Live from the mHealth Summit, Washington DC: Kathleen Sebelius (pictured), secretary of the US Department of Health & Human Services, praised the contribution that mobile technology has made to healthcare while issuing two challenges she wants met by mobile health companies during her keynnote at the summit. “What’s exciting is that it [mobile health] is happening in an area where innovation has frankly been slow,” she said, referring to the US healthcare sector. Mobile phones can address some of the shortcomings in the US system such as lack of patient information and access to hard-to-reach communities such as African Americans, Hispanics and young people, she noted. Plus mobile technology enables consumers to “take charge of our own health,” said Sebelius.
The US government has “a critical role as a catalyst” to encourage entrepreneurs into the mobile health market. It has so far made various moves to improve the environment for entrepreneurs such as developing a national platform with interoperable standards and opening up useful government data to developers via www.healthdata.gov. As an example she announced the winner of the Obama administration’s Apps Against Abuse contest which pushed contenders to come up with an app that helps protect young people, particularly women, from sexual assault. Another example is the administration’s support for Text4baby, a popular SMS-based pregnancy advice service.

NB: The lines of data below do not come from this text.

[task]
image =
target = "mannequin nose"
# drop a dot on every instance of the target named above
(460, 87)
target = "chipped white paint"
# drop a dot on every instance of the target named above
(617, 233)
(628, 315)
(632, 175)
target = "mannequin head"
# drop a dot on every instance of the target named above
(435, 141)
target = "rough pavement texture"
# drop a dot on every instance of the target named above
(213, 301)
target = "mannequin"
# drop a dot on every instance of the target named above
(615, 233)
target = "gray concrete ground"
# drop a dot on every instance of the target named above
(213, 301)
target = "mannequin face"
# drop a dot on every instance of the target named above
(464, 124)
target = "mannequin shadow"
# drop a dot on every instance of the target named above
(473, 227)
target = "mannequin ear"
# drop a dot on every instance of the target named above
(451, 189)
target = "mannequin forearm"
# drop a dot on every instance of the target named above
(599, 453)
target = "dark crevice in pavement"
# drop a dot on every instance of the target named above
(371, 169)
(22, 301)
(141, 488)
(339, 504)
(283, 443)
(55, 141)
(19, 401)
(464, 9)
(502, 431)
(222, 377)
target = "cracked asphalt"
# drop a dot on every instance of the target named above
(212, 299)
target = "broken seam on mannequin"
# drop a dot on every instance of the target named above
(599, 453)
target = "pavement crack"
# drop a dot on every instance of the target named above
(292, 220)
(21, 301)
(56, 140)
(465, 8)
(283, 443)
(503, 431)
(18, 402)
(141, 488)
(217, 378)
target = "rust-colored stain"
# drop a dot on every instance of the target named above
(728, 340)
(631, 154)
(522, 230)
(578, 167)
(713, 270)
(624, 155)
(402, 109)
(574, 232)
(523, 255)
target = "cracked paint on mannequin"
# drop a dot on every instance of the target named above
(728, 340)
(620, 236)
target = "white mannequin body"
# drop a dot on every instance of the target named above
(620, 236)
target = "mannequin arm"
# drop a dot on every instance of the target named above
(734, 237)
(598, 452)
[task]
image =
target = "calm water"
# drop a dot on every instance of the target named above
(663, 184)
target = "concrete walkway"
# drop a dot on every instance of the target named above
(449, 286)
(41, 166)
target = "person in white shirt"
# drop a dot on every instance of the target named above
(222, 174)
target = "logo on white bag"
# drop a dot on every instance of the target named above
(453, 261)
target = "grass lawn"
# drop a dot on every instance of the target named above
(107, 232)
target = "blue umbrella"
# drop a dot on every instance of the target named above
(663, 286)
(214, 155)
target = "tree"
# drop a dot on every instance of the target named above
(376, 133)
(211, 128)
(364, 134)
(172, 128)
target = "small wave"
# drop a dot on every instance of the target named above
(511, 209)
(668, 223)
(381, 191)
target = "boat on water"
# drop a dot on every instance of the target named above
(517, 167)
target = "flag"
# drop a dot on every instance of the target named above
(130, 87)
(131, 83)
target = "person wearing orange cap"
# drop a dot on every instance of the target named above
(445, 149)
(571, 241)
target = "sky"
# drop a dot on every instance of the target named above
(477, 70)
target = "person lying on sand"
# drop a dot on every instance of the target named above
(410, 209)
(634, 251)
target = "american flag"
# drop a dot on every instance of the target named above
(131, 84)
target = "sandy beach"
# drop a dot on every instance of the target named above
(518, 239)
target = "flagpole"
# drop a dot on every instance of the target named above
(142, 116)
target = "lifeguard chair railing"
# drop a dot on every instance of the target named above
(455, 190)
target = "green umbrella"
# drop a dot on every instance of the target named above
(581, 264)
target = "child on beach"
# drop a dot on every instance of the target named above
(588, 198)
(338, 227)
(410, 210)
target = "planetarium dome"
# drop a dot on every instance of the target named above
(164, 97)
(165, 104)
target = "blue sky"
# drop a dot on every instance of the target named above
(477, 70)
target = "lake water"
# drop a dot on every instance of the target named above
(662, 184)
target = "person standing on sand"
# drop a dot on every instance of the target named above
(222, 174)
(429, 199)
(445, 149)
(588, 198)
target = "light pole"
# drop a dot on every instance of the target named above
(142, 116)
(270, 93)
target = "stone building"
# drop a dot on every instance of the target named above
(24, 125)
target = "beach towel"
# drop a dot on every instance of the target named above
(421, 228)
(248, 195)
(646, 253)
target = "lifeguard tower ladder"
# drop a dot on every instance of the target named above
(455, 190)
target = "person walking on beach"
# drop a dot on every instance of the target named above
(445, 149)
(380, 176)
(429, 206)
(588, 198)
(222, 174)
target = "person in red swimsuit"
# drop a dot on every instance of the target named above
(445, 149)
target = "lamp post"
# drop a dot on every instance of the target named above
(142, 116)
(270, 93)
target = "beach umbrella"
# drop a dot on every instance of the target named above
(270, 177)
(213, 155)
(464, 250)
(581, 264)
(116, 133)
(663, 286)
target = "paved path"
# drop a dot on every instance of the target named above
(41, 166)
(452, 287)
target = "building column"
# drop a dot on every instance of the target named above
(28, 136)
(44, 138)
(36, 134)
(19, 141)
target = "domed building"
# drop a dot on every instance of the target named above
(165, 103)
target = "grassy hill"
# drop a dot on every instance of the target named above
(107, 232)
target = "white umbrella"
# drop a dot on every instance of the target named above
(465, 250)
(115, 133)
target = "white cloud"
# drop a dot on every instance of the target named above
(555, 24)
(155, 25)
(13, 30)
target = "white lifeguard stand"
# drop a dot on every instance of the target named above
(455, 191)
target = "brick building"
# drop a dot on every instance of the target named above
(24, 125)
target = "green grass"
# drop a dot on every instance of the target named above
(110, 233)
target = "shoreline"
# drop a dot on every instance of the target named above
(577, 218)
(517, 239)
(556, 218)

But Sebelius also set two challenges for mobile health companies. One is to support new healthcare legislation from the Obama administration that Sebelius says will enable physicians to spend more time with their patients, which will benefit the mobile sector. Her second challenge is to make mobile health “safe and secure” by maintaining patient privacy. Confidentiality is a requirement for success, for instance, by encrypting patients’ personal data.